Development

Developing with conda

Linux and macOS

System Requirements

On macOS, any modern XCode (6.4 or higher; the current version is 8.3.1) is sufficient.

On Linux, for this guide, we recommend using gcc 4.8 or 4.9, or clang 3.7 or higher. You can check your version by running

$ gcc --version

On Ubuntu 16.04 and higher, you can obtain gcc 4.9 with:

$ sudo apt-get install g++-4.9

Finally, set gcc 4.9 as the active compiler using:

export CC=gcc-4.9
export CXX=g++-4.9

Environment Setup and Build

First, let’s create a conda environment with all the C++ build and Python dependencies from conda-forge:

conda create -y -q -n pyarrow-dev \
      python=3.6 numpy six setuptools cython pandas pytest \
      cmake flatbuffers rapidjson boost-cpp thrift-cpp snappy zlib \
      brotli jemalloc -c conda-forge
source activate pyarrow-dev

Now, let’s clone the Arrow and Parquet git repositories:

mkdir repos
cd repos
git clone https://github.com/apache/arrow.git
git clone https://github.com/apache/parquet-cpp.git

You should now see

$ ls -l
total 8
drwxrwxr-x 12 wesm wesm 4096 Apr 15 19:19 arrow/
drwxrwxr-x 12 wesm wesm 4096 Apr 15 19:19 parquet-cpp/

We need to set some environment variables to let Arrow’s build system know about our build toolchain:

export ARROW_BUILD_TYPE=release

export ARROW_BUILD_TOOLCHAIN=$CONDA_PREFIX
export PARQUET_BUILD_TOOLCHAIN=$CONDA_PREFIX
export ARROW_HOME=$CONDA_PREFIX
export PARQUET_HOME=$CONDA_PREFIX

Now build and install the Arrow C++ libraries:

mkdir arrow/cpp/build
pushd arrow/cpp/build

cmake -DCMAKE_BUILD_TYPE=$ARROW_BUILD_TYPE \
      -DCMAKE_INSTALL_PREFIX=$ARROW_HOME \
      -DARROW_PYTHON=on \
      -DARROW_BUILD_TESTS=OFF \
      ..
make -j4
make install
popd

Now, optionally build and install the Apache Parquet libraries in your toolchain:

mkdir parquet-cpp/build
pushd parquet-cpp/build

cmake -DCMAKE_BUILD_TYPE=$ARROW_BUILD_TYPE \
      -DCMAKE_INSTALL_PREFIX=$PARQUET_HOME \
      -DPARQUET_BUILD_BENCHMARKS=off \
      -DPARQUET_BUILD_EXECUTABLES=off \
      -DPARQUET_ZLIB_VENDORED=off \
      -DPARQUET_BUILD_TESTS=off \
      ..

make -j4
make install
popd

Now, build pyarrow:

cd arrow/python
python setup.py build_ext --build-type=$ARROW_BUILD_TYPE \
       --with-parquet --with-jemalloc --inplace

If you did not build parquet-cpp, you can omit --with-parquet.

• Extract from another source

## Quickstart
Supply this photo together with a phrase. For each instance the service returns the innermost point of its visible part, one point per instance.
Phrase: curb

You should be able to run the unit tests with:

$ py.test pyarrow
================================ test session starts ====================
platform linux -- Python 3.6.1, pytest-3.0.7, py-1.4.33, pluggy-0.4.0
rootdir: /home/wesm/arrow-clone/python, inifile:
collected 198 items

pyarrow/tests/test_array.py ...........
pyarrow/tests/test_convert_builtin.py .....................
pyarrow/tests/test_convert_pandas.py .............................
pyarrow/tests/test_feather.py ..........................
pyarrow/tests/test_hdfs.py sssssssssssssss
pyarrow/tests/test_io.py ..................
pyarrow/tests/test_ipc.py ........
pyarrow/tests/test_jemalloc.py ss
pyarrow/tests/test_parquet.py ....................
pyarrow/tests/test_scalars.py ..........
pyarrow/tests/test_schema.py .........
pyarrow/tests/test_table.py .............
pyarrow/tests/test_tensor.py ................

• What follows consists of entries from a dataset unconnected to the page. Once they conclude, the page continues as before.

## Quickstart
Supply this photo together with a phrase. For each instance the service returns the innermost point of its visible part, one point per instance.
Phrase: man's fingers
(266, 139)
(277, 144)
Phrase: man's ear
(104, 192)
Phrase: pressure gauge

====================== 181 passed, 17 skipped in 0.98 seconds ===========

Windows

First, we bootstrap a conda environment similar to the C++ build instructions. This includes all the dependencies for Arrow and the Apache Parquet C++ libraries.

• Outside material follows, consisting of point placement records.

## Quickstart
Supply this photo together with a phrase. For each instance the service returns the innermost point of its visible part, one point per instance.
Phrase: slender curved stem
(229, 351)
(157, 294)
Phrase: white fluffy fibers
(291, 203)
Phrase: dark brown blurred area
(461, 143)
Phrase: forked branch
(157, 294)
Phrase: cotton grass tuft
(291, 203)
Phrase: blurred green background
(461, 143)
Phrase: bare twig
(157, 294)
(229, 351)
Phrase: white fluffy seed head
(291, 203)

First, starting from fresh clones of Apache Arrow and parquet-cpp:

git clone https://github.com/apache/arrow.git
git clone https://github.com/apache/parquet-cpp.git
conda create -n arrow-dev cmake git boost-cpp ^
      flatbuffers snappy zlib brotli thrift-cpp rapidjson
activate arrow-dev

As one git housekeeping item, we must run this command in our Arrow clone:

cd arrow
git config core.symlinks true

Now, we build and install Arrow C++ libraries

mkdir cpp\build
cd cpp\build
set ARROW_BUILD_TOOLCHAIN=%CONDA_PREFIX%\Library
set ARROW_HOME=C:\thirdparty
cmake -G "Visual Studio 14 2015 Win64" ^
      -DCMAKE_INSTALL_PREFIX=%ARROW_HOME% ^
      -DCMAKE_BUILD_TYPE=Release ^
      -DARROW_BUILD_TESTS=off ^
      -DARROW_PYTHON=on ..
cmake --build . --target INSTALL --config Release
cd ..\..

Now, we build parquet-cpp and install the result in the same place:

mkdir ..\parquet-cpp\build
pushd ..\parquet-cpp\build
set PARQUET_BUILD_TOOLCHAIN=%CONDA_PREFIX%\Library
set PARQUET_HOME=C:\thirdparty
cmake -G "Visual Studio 14 2015 Win64" ^
      -DCMAKE_INSTALL_PREFIX=%PARQUET_HOME% ^
      -DCMAKE_BUILD_TYPE=Release ^
      -DPARQUET_ZLIB_VENDORED=off ^
      -DPARQUET_BUILD_TESTS=off ..
cmake --build . --target INSTALL --config Release
popd

After that, we must put the install directory’s bin path in our %PATH%:

set PATH=%ARROW_HOME%\bin;%PATH%

Now, we can build pyarrow:

cd python
python setup.py build_ext --inplace --with-parquet

Then run the unit tests with:

py.test pyarrow -v

Running C++ unit tests with Python

Getting python-test.exe to run is a bit tricky because your %PYTHONPATH% must be configured given the active conda environment:

set CONDA_ENV=C:\Users\wesm\Miniconda\envs\arrow-test
set PYTHONPATH=%CONDA_ENV%\Lib;%CONDA_ENV%\Lib\site-packages;%CONDA_ENV%\python35.zip;%CONDA_ENV%\DLLs;%CONDA_ENV%

Now python-test.exe or simply ctest (to run all tests) should work.